This article will make you feel better. And you do need to feel better, if you are one of the many of us who practice analytics—or who must consume and rely on analytics—and find ourselves carrying tension in our shoulders or sometimes losing sleep.
This article will make you feel better. And you do need to feel better, if you are one of the many of us who practice analytics—or who must consume and rely on analytics—and find ourselves carrying tension in our shoulders or sometimes losing sleep.
The fear stems from a well-known warning of tragic mishap: “If you torture the data long enough, it will confess,” as stated by University of Chicago economics professor Ronald Coase. There is a general sense that math could be wrong and that analytics is an art.
As John Elder of Elder Research put it, “It’s always possible to get lucky (or unlucky). When you mine data and find something, is it real, or chance?” How can we confidently trust what a computer claims to have learned? How do we avert the dire declension, “Lies, damned lies, and statistics”?
There is a simple, elegant solution from Elder—but first, let me further magnify your fear: Even the very simplest predictive model risks utter failure. Mistaken, misleading conclusions are in fact terribly easy to come by.

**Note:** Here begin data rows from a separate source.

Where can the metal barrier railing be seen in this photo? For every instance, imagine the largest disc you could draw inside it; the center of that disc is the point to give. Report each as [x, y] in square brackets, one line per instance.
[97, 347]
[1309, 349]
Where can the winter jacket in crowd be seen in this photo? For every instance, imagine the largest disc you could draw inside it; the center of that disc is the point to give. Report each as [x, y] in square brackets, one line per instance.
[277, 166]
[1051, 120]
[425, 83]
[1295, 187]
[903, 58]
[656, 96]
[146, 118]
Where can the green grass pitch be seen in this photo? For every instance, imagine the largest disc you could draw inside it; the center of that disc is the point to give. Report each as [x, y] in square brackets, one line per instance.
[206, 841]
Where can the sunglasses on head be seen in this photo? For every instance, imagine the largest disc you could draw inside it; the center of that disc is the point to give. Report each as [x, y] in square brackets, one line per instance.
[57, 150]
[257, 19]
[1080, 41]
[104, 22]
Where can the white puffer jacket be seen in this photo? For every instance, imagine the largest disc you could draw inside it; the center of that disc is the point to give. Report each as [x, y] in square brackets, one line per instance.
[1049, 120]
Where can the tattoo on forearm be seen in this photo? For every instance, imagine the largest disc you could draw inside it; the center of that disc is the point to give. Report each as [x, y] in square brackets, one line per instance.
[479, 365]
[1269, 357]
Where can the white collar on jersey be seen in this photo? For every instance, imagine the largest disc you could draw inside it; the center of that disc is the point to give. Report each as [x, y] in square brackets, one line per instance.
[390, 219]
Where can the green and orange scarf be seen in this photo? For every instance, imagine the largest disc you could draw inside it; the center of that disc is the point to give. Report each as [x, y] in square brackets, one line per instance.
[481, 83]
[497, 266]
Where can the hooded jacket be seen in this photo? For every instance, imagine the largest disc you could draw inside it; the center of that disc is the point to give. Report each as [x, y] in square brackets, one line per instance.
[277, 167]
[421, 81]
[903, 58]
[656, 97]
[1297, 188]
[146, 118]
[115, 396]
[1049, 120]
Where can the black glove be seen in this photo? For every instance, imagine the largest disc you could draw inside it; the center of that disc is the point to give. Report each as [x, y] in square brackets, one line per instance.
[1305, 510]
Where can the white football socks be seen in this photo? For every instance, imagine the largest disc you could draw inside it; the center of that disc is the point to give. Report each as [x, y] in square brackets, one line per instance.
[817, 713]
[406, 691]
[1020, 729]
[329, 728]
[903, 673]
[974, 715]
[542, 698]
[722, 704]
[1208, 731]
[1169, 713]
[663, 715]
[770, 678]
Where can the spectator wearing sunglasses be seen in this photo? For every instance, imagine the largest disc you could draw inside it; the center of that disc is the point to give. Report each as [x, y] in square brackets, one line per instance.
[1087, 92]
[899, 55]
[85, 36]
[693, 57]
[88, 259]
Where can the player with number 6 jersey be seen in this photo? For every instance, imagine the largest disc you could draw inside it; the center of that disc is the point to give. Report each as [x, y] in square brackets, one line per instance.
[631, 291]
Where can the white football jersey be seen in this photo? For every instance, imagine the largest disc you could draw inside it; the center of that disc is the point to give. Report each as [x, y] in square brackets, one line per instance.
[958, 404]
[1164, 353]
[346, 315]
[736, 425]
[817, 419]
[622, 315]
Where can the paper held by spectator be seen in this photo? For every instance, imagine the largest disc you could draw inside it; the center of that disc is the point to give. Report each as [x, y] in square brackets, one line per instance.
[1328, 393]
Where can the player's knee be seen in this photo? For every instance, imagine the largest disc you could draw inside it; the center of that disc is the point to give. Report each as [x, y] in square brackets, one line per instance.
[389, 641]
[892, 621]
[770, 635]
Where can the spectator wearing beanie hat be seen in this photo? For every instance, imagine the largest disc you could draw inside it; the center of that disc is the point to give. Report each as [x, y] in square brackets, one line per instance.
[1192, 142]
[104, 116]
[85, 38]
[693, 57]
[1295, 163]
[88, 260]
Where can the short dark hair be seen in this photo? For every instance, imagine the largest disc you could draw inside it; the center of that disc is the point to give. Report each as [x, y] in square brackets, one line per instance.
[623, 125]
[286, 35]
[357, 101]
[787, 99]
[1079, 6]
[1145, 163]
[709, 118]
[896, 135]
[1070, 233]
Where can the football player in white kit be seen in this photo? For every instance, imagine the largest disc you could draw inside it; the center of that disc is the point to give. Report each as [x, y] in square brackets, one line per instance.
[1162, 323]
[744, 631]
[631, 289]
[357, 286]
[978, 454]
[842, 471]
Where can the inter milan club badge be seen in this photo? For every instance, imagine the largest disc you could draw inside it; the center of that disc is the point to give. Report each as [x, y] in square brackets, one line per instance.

A conclusion drawn about one single variable—even without the use of a common multivariate model (such as log-linear regression)—can go awry. In fact, one of the more famous such analytical insights, “an orange used car is least likely to be a lemon,” has recently been debunked by Elder and his colleague Ben Bullard at Elder Research, Inc.
Big data, with all its pomp and circumstance, can actually mean big risk. More data can present more opportunities to inadvertently discover untrue patterns that appear misleadingly strong within your dataset—but, in fact, do not hold true in general. To be more specific, “bigger” data could mean longer data (a longer list of examples, which generallyhelps avert spurious conclusions), but also could mean wider data (more columns—more variables/factors per example). So, even if you are only considering one variable at a time, such as the color of each car, you are more likely to come across one that just happens to look predictive in your data by sheer chance alone. This peril that arises when searching across many variables has been dubbed by John Elder vast search.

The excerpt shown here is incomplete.